IAA criticised for lack of disclosure

The failure of the Irish Aviation Authority to disclose the full nature of ‘cloaked’ foreign military planes entering our airspace and the potential threat this poses to commercial airlines has been described as “totally unacceptable” by one of the country’s foremost security experts.
IAA criticised for lack of disclosure

Tom Clonan, a former senior officer with the Irish Army and a security expert, said the public had the right to know the risk posed by military aircraft flying into the airspace controlled by the IAA. Such aircraft turn off their transponders and make themselves virtually invisible to air traffic controllers and passing civilian aircraft.

Mr Clonan made his comments after the IAA refused a request from the Irish Examiner to provide details of the number of warplanes which have strayed into IAA-controlled airspace this year.

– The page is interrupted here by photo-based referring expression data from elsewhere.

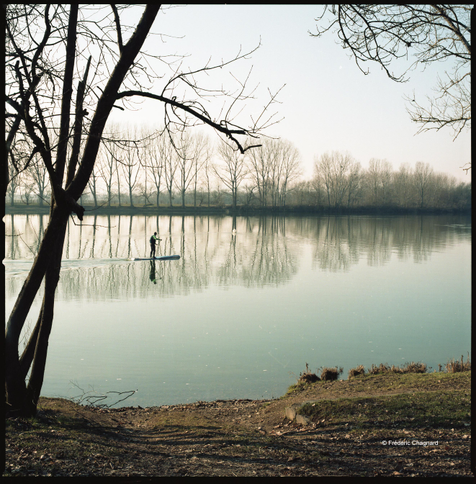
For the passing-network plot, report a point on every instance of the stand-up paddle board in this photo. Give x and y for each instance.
(163, 257)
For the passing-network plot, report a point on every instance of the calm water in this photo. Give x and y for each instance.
(240, 314)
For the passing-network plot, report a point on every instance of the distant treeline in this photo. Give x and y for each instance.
(267, 179)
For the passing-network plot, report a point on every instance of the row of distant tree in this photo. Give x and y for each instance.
(138, 168)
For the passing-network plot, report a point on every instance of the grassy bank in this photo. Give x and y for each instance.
(392, 424)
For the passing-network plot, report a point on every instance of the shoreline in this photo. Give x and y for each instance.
(375, 426)
(241, 211)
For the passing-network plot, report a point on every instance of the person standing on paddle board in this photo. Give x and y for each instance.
(153, 241)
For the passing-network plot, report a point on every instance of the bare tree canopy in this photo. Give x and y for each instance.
(405, 37)
(67, 68)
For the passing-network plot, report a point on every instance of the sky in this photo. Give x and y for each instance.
(327, 103)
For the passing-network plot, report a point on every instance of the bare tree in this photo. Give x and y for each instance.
(402, 182)
(55, 90)
(378, 180)
(391, 34)
(333, 171)
(288, 169)
(422, 176)
(232, 171)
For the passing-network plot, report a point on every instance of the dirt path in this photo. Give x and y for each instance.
(229, 438)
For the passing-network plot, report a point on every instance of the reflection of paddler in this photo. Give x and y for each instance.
(153, 240)
(152, 272)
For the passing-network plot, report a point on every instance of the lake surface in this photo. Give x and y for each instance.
(241, 313)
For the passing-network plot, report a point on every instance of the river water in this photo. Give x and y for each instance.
(250, 301)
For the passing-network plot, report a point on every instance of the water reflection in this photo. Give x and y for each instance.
(246, 251)
(324, 290)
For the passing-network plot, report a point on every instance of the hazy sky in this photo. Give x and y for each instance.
(327, 103)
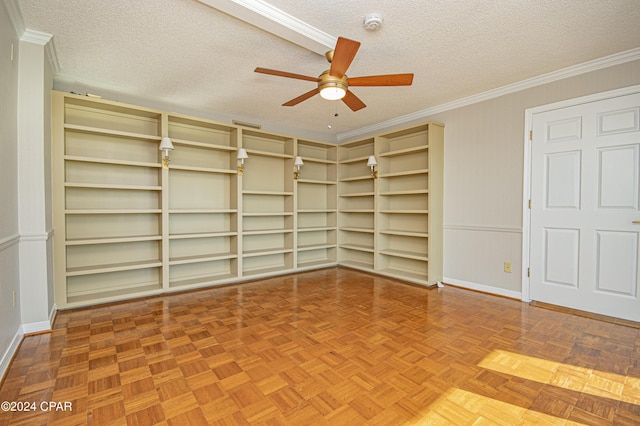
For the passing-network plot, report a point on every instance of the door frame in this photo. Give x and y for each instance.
(527, 169)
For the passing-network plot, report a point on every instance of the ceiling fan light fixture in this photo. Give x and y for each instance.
(332, 88)
(332, 93)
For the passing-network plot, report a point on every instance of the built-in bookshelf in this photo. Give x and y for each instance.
(202, 203)
(108, 200)
(126, 226)
(267, 202)
(316, 205)
(356, 205)
(409, 221)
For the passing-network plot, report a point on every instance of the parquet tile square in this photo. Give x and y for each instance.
(328, 347)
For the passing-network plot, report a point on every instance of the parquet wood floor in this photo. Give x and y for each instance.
(327, 347)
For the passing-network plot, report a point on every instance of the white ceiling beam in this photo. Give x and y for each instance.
(273, 20)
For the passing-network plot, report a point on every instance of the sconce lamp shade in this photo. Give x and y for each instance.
(242, 154)
(165, 144)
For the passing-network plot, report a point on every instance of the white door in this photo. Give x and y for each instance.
(585, 212)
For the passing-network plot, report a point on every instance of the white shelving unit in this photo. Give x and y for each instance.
(410, 166)
(107, 201)
(316, 205)
(356, 206)
(202, 203)
(267, 203)
(126, 227)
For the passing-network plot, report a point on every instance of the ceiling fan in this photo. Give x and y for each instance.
(333, 84)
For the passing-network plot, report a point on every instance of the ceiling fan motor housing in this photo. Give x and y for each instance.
(328, 80)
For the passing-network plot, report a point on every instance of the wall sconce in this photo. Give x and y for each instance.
(297, 163)
(372, 163)
(242, 155)
(165, 145)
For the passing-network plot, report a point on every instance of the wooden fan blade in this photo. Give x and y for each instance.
(382, 80)
(353, 101)
(343, 55)
(303, 97)
(286, 74)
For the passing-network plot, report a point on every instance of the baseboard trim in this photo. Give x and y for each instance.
(7, 357)
(483, 288)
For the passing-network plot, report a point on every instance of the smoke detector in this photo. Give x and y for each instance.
(372, 22)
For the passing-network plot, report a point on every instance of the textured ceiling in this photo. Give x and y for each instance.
(196, 59)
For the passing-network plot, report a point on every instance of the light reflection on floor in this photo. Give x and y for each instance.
(460, 407)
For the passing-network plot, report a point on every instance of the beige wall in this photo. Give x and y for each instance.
(10, 320)
(484, 151)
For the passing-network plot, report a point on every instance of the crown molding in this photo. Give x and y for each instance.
(275, 21)
(422, 115)
(45, 40)
(15, 15)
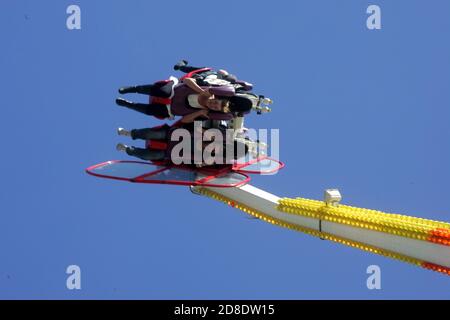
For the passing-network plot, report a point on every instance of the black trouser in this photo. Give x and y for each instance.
(146, 154)
(148, 134)
(153, 109)
(159, 89)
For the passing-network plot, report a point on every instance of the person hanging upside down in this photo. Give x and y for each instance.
(164, 135)
(187, 99)
(208, 77)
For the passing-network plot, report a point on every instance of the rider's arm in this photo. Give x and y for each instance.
(194, 115)
(194, 86)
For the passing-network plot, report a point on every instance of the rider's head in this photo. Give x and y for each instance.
(218, 105)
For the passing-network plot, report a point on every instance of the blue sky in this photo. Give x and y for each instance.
(364, 111)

While declining the request, the IAA admitted that a Russian ‘Bear’ bomber (a Tupolev Tu-95) skirted Irish-controlled airspace on November 20 as it was being shadowed by an RAF Typhoon fighter.

Earlier this year, there were two incursions by the Soviet-era craft into Irish-controlled airspace, one of which caused air traffic controllers to ground or divert commercial flights because of the risk of a mid-air collision with one of the Russian planes, which are known to carry nuclear bombs.

Aviation industry and military sources have told the Irish Examiner that incursions by ‘transponder-off’ aircraft have become more common in recent years and they do not believe it is just the Russians who are to blame. They also believe other superpowers are straying into our skies.

One source said there were a number of incursions last year, but fewer in 2015.

“There is an absolute necessity for full transparency and information on this,” said Mr Clonan.

“There is a concern on behalf of the travelling public about air safety following incidents in other countries where planes have gone missing or being downed.”

Mr Clonan said that, when travelling with their transponders off, these military planes are invisible to airline carriers.

“Around 75% of transatlantic traffic travels through our area of airspace control,” he said.

“We [the public] have an absolute right to know about these incidents. Having their transponders off poses an absolute hazard.

“It’s like somebody travelling the wrong way up the M50 with their headlights switched off.”

The IAA said that, on November 20, a Bear bomber did not actually enter Irish-controlled airspace at any time, but at their nearest point were 16 nautical miles away.

On February 18, two ‘cloaked’ Bear bombers flew into Irish-controlled airspace and came within 40km of the coast. They criss-crossed into major civilian airline traffic lanes, including incoming flights from North America.

This led to the IAA grounding and diverting commercial flights.

Just two weeks previously, two Russian bombers also made an incursion. That resulted in the Government speaking to the Russian ambassador.